# Exposures and Centroids (using pandas and cartopy)

Prepared by G. Aznar Siguan

In these exercises we will work with the `Exposures` and `Centroids` classes of climada. 

# Exposures class

Looking at the documentation, in the `Attributes` section, we see that this class contains the following attributes:

 * tag (Tag): information about the source data
 * ref_year (int): reference year
 * value_unit (str): unit of the exposures values
 * id (np.array): an id for each exposure
 * coord (np.array or Coordinates): 2d array with lat in first column and lon in second, or Coordinates instance. "lat" and "lon" are descriptors of the latitude and longitude respectively.
 * value (np.array): a value for each exposure
 * impact_id (np.array): impact function id corresponding to each exposure
 * deductible (np.array, default): deductible value for each exposure
 * cover (np.array, default): cover value for each exposure
 * category_id (np.array, optional): category id for each exposure (when defined)
 * region_id (np.array, optional): region id for each exposure (when defined)
 * assigned (dict, optional): for a given hazard, id of the centroid(s) affecting each exposure. Filled in 'assign' method.

Some of the variables are *optional*. This means that climada also works without these variables. For instance, the `region_id` and `category_id` values only provide additional information. The `assigned` variable can be computed if not provided.
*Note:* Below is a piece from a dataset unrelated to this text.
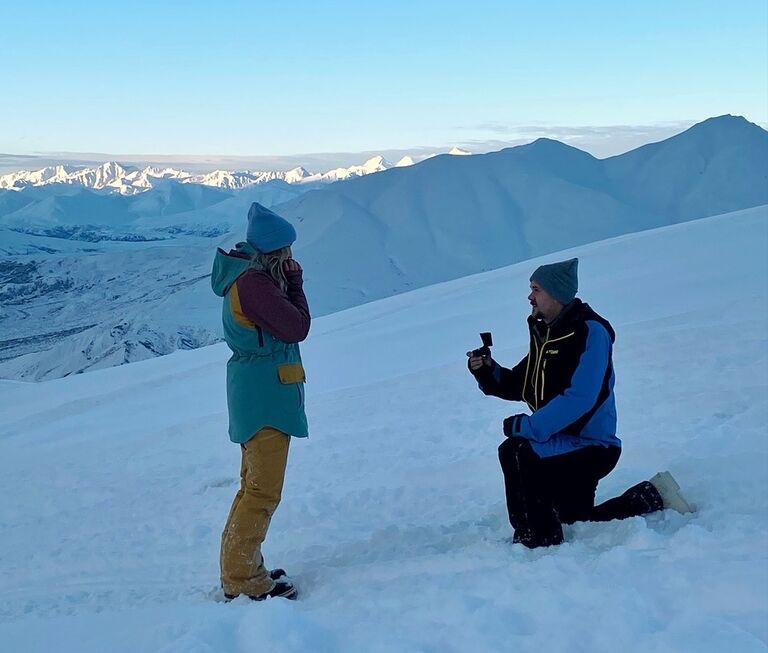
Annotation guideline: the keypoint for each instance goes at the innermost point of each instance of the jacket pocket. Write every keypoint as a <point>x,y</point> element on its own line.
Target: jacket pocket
<point>291,373</point>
Other variables are *default*. These are the ones that receive default values if not provided. The default values are assigned in the `check()` method, and this is automatically called when reading a file. `cover` receives the value of the exposure as default, whilst `deductible` receives zero values.

In [None]:
from climada.entity import Exposures

help(Exposures)

We start importing the name of the Excel file we will use, which is stored in the variable `ENT_TEST_XLS`. You might have a look to this file, which is in the path shown next:

In [None]:
import os
from climada.util import SOURCE_DIR
ENT_TEST_XLS = os.path.join(SOURCE_DIR, 'entity/test/data', 'demo_today.xlsx')
print(ENT_TEST_XLS)

Internally climada uses Pandas DataFrames to retrieve the excel data.

# On pandas

Short explanation on pandas `DataFrame` capabilities. 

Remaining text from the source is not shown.